Mystery of free women of color unraveled

Three Ladies of Color by Edouard Marquis is a sketch from life shortly after the Civil War in 1867. (Courtesy of the Collections of Louisiana State Museum)

The fable of the tragic mulatto is a familiar New Orleans story: A beautiful, young woman of color disdains marriage to a man of her own racial background. Her mother coerces her to form an illicit relationship with a wealthy white man who will support her in style.

Such stories, embedded in narrative accounts by historians, novelists, playwrights and travel writers since the early 19th century, are perpetuating a myth, says Emily Clark, Clement Chambers Benenson Professor of American Colonial History and associate professor of history at Tulane University.

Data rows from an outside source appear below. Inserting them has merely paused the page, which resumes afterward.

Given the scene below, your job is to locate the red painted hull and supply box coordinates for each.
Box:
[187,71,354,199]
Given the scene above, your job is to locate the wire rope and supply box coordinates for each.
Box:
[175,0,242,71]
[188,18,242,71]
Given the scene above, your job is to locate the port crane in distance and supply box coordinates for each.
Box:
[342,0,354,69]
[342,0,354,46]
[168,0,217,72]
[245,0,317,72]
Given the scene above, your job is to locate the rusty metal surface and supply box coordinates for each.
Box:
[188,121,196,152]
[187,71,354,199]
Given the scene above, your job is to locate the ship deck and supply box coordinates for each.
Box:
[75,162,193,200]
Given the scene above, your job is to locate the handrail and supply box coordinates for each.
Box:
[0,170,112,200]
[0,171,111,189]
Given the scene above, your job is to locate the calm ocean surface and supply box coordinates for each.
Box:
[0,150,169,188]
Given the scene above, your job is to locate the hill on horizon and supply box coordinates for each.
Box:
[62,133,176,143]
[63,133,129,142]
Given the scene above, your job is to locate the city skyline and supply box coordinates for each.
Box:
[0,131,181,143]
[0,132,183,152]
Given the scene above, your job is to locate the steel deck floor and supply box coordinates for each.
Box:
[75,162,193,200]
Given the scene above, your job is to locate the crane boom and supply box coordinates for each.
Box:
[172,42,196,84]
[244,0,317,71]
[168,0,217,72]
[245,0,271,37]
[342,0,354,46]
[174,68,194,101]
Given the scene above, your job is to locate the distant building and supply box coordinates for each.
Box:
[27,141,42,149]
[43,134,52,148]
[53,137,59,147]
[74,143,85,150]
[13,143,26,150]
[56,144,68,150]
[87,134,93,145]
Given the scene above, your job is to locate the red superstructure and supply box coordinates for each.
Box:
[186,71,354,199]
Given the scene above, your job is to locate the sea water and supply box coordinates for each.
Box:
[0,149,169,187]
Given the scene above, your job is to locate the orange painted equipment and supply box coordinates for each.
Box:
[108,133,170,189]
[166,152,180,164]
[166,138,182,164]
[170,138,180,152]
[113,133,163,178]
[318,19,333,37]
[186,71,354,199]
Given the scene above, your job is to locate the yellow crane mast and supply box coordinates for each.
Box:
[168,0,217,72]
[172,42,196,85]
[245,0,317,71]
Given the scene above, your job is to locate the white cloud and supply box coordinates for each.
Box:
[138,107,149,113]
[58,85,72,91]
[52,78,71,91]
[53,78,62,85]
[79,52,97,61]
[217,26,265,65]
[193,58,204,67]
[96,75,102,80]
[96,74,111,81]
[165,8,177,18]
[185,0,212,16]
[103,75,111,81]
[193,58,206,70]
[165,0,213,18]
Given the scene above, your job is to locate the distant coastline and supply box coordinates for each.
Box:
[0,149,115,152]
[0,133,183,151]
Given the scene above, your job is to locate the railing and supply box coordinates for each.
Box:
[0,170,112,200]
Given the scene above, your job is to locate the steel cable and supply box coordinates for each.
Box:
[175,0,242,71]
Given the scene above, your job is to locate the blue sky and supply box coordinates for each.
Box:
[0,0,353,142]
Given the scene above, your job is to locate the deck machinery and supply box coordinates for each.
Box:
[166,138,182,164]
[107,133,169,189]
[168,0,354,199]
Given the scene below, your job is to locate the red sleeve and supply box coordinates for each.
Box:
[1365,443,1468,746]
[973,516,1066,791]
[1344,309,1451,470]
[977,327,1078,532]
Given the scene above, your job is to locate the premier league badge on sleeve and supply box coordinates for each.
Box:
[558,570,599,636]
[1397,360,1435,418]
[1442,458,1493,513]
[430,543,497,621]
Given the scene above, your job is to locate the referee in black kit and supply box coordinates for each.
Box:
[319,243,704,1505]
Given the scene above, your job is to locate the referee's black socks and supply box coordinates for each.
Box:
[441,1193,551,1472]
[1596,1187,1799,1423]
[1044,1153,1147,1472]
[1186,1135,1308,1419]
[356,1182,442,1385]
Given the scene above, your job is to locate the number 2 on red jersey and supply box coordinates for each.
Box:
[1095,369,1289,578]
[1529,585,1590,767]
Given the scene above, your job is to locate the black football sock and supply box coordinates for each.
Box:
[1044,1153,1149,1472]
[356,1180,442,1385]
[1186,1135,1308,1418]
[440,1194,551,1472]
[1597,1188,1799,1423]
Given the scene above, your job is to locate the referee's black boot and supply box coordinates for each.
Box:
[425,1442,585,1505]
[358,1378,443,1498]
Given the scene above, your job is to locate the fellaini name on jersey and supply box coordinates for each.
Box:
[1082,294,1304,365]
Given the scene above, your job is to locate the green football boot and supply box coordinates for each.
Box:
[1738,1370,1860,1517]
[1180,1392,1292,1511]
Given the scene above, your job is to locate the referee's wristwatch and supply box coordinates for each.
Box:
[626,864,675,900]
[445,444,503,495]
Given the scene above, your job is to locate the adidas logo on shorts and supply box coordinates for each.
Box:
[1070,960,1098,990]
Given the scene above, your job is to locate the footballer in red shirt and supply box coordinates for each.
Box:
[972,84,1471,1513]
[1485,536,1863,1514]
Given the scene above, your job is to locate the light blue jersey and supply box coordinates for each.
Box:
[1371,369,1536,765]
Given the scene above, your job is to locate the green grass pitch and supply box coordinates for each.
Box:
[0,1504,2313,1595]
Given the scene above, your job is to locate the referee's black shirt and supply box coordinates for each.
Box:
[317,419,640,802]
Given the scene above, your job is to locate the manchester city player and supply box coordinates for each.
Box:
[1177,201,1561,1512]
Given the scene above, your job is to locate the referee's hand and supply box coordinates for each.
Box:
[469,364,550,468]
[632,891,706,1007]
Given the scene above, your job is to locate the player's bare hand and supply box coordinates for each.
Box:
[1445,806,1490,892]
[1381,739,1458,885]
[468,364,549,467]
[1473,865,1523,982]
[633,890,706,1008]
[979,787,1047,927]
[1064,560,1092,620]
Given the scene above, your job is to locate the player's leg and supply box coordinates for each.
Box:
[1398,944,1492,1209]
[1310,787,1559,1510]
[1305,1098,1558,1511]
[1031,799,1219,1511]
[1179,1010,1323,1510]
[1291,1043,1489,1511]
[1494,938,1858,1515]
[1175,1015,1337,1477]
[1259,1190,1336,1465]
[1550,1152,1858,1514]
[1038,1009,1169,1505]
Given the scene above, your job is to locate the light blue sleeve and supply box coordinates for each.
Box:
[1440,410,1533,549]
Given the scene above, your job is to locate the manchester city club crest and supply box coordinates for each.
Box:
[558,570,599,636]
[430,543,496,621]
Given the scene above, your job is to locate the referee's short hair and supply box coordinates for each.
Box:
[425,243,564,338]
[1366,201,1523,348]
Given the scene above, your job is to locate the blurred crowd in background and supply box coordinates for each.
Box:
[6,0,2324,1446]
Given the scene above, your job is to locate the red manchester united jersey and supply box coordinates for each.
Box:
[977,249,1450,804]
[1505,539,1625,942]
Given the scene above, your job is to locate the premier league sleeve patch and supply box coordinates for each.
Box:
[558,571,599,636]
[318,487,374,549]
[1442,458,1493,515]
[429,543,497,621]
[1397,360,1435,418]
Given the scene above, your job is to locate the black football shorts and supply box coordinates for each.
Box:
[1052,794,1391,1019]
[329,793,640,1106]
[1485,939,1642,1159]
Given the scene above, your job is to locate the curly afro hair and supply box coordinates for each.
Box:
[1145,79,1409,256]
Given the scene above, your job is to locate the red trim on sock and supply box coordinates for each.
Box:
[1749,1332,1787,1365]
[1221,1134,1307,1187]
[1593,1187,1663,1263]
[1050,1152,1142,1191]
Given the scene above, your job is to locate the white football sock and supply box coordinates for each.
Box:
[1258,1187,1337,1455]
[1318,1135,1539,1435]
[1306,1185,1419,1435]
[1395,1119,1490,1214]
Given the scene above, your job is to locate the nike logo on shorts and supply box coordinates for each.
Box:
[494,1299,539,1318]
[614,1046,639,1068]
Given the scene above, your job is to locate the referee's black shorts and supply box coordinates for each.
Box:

The myth of the “lascivious, seductive quadroon” serves a purpose, presenting a stark contrast to the “respectability of white womanhood,” says Clark, author of The Strange History of the American Quadroon: Free Women of Color in the Revolutionary Atlantic World (University of North Carolina Press, 2013).

The myth, says Clark, was one of the things that “allowed the whole system of racial and sexual hierarchy to exist in the antebellum United States.”

The myth also supports the image of New Orleans as a “foreign space” of exotic temptations, which persists into the 21st century.

But as Clark has discovered through painstaking research into the rich archives of early New Orleans, especially its matrimonial and baptismal records from the 1730s to 1830s, the facts do not bear out the myth. In reality, “by the 1820s, a free woman of color of New Orleans ancestry was as likely to marry as a white woman.”

The complex stories of free women of color “should make us think about all kinds of other stories in American history that we"ve been comfortable with and haven"t asked questions about,” says Clark.

“It"s a good lesson in why it pays to go back and look at the archives. Archives are more likely to tell us what people were actually doing. Narrative accounts only tell us what people say people were doing.”

Clark will be giving a talk about her book on Sept. 17 at 6 p.m. at the Alumni House.